ナルト自身も不快に思ったようで、そのまま固まっている。
「おい…」
「な…、なんだってばよこれー!!!」
誰かが、キッチンの床にケーキを落としたのだろう、二人の腹を服越しにべったりと汚していた。
土下座の瞬間は必死で存在にも感触にも気付かなかったが、明らかにナルトが踏み潰したものである。
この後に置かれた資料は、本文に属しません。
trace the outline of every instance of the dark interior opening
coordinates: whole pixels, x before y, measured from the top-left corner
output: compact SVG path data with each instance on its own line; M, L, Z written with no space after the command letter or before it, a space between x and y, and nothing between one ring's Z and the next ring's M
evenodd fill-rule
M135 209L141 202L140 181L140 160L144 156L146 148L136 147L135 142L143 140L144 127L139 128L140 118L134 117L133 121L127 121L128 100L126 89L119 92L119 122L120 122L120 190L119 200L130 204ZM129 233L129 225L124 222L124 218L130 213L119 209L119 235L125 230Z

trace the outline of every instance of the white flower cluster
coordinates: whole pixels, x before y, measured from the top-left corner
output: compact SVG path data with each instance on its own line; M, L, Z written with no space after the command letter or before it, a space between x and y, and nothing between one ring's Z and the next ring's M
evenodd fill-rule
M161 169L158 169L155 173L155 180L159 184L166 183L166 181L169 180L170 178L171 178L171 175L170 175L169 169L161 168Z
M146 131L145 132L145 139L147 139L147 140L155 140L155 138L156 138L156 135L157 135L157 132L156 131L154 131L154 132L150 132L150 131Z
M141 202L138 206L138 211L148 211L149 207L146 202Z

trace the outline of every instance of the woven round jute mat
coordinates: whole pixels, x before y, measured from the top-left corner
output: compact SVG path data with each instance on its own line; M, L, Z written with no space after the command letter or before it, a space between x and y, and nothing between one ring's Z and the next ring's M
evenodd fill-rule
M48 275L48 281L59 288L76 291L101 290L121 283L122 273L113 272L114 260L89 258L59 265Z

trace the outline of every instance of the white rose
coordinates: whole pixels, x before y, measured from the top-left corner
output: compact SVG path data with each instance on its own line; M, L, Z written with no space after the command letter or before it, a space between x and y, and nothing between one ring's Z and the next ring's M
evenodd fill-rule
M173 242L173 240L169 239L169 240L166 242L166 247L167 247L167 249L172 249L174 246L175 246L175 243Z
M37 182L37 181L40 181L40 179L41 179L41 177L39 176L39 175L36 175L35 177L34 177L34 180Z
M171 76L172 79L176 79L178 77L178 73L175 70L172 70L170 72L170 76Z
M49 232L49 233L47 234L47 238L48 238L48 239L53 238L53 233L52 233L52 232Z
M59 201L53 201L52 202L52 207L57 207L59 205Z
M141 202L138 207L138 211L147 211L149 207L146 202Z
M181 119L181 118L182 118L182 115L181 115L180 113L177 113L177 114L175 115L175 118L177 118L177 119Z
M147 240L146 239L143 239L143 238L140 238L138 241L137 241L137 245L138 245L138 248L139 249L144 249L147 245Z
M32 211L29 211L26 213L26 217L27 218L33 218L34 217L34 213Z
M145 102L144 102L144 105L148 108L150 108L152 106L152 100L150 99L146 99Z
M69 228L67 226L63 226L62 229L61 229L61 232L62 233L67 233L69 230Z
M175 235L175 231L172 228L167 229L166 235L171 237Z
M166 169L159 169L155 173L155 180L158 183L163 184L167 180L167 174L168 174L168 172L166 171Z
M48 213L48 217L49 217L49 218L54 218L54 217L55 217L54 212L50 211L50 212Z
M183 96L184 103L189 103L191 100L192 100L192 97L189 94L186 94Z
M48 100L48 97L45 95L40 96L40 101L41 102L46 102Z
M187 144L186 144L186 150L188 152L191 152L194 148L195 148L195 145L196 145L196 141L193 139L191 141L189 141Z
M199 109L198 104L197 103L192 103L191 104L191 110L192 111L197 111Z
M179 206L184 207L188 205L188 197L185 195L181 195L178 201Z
「誰だ…、俺が買ってきたケーキ落としやがった挙げ句こんな…」
「んなアホ言ってねえで脱いで洗面台入れとけ!いいからお前、風呂入ってこいよ」
「風呂?」
「その間に洗っといてやるから」
これ以上何か面倒なことを起こされるのも勘弁だ。
しばらくどこかに詰め込んでおきたい。
と、いくらこちらが願おうと、面倒を呼んでくるどころか生み出すのがナルトなのだ。
ニヤリと、口角を上げながら。
「じゃあさ〜、一緒に入っちまえば洗濯も一緒に済んじまうってばよv」
「んなワケあるか!…おいっ!!!」
すでに、一番嫌いな所謂“姫抱き”にされ、浴槽に投げ込まれる寸前である。





「結局たいして食えなかっただろ」
「だってさ、みんながお前に手ぇ出すからそっちの方が気になってしょうがなかったんだってば…」
「また、来年だな」
え!なんか今嬉しいこと言ってくれたような!
「今度は掴まるんじゃねーぞ」
背中向けてるから、表情は読み取れないけれどきっと…。
神様ありがとう。
メリークリスマス。
「へへ!当ったり前だってばよ☆」
「来年まで、もてば、の話だけどな」

「………え゛?」
タイルの上でどろどろのまま絡み合った二人分の衣服が、とてつもない哀愁を誘っていた。